HumanSignal / label-studio

Label Studio is a multi-type data labeling and annotation tool with standardized output format
https://labelstud.io
Apache License 2.0
19.25k stars 2.39k forks source link

Show PDF from local storage or upload #1155

Closed sumanshusamarora closed 3 years ago

sumanshusamarora commented 3 years ago

I am trying to use PDF Classification template and when i upload my pdfs, they show as a text path to the pdf in-stead-of pdf view. Screenshot attached. Is this something expected or a bug? Capture

dentalala commented 3 years ago

Hi! You need to prepare a JSON-file with HyperText tag. You can find out how a similar config is set up here at Playground and compare it to yours.

sumanshusamarora commented 3 years ago

The example takes the pdf source from an image which seems to work but in my case pdf comes from local storage and thats not working.

schafsam commented 3 years ago

Hi @sumanshusamarora

This is how I was able to get my images into the project.

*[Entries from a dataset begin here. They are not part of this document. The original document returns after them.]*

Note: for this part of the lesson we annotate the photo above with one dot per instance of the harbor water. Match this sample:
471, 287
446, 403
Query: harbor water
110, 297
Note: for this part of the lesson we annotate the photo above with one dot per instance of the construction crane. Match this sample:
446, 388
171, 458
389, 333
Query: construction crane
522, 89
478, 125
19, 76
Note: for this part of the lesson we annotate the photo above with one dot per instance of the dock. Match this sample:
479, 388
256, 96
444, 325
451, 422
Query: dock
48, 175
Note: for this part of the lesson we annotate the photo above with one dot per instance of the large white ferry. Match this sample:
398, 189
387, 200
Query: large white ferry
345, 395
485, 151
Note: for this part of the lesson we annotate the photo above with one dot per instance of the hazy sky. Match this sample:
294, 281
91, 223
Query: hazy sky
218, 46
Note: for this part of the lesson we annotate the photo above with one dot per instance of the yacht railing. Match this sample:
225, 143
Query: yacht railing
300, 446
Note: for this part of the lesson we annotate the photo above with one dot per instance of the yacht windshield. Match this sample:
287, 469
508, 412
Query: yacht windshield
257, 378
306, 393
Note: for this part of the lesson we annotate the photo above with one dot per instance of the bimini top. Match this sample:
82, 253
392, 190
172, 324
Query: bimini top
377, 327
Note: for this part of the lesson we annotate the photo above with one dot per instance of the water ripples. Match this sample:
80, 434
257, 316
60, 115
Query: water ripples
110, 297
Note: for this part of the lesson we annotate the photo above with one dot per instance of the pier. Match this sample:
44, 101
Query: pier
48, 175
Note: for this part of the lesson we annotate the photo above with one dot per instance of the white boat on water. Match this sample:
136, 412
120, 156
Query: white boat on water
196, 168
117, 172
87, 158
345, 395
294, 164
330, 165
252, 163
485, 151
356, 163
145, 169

But should work the same way with PDF’s.

I assume you run LabelStudio with the local files serving, described in the guide the whole section here .

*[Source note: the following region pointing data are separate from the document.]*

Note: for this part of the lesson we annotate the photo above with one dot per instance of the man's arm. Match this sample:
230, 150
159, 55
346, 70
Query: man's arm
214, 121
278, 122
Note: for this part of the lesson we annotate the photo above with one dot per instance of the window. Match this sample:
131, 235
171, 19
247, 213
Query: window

To get the path you can check the "Treat every bucket object as a source file" and copy a file to your absolute local path. 0

Sync Storage and import your test document.

0-1

Then check with the blue </> button in the Data Manager the documents URL.

{ "id": 1, "data": { "$undefined$": "https://some-url.top/labelstudio/data/local-files/?d=data/inbox/test.jpeg" }, "annotations": [], "predictions": [] }

If you need further customization for your tasks

For an image on your local deployment it might look like this "$undefined$": "/data/local-files/?d=dataset1/1.jpg". But the /data/local-files/ route stays the same where the path to your file follows in the ?d=/abs/path/to/your/file http URL parameter.

Finally create your task according to your URL schema just discovered and set your path. Uncheck the “Treat every bucket object...” copy the files to the data directory and import your created task.json.

update/addition: Following this example on the LS Blog, there is a different way.

If there are hellper moduls for such kind of import task I am also very interested in them.

Hope this helps.

sumanshusamarora commented 3 years ago

Hi @schafsam The images work just fine mate. The problem is pdf preview. Try putting a pdf into your storage and see if that shows up even for pdf rating project.

schafsam commented 3 years ago

@sumanshusamarora

I just tried the PDF classification template from the Playground Rate PDF with creating the task from syncronizing the storage. It also does not work for me. This is what I got:

ls-pdf-problem ls-pdf-problem-data-manager

@dentalala I run version 1.1.0 from a conda environment.

sumanshusamarora commented 3 years ago

Ok, me too. Version 1.1.0 in a conda environment.

makseq commented 3 years ago

@sumanshusamarora @schafsam You have to use specially prepared tasks and load them as JSON files:

task.json

{
    "pdf": "<embed src='https://app.heartex.ai/static/samples/sample.pdf' width='100%' height='600px'/>"
}

Add Local Storage (or another one) and DO NOT press sync button. After you should prepare your task.json (or tasks.json) manually using links provided via Local Storage (like https://some-url.top/labelstudio/data/local-files/?d=data/inbox/test.jpeg) in tag:

{
    "pdf": "<embed src='https://some-url.top/labelstudio/data/local-files/?d=data/inbox/test.jpeg' width='100%' height='600px'/>"
}

And then import task.json into LS.

I know It's not very convenient, but we don't have direct PDF support yet in LS.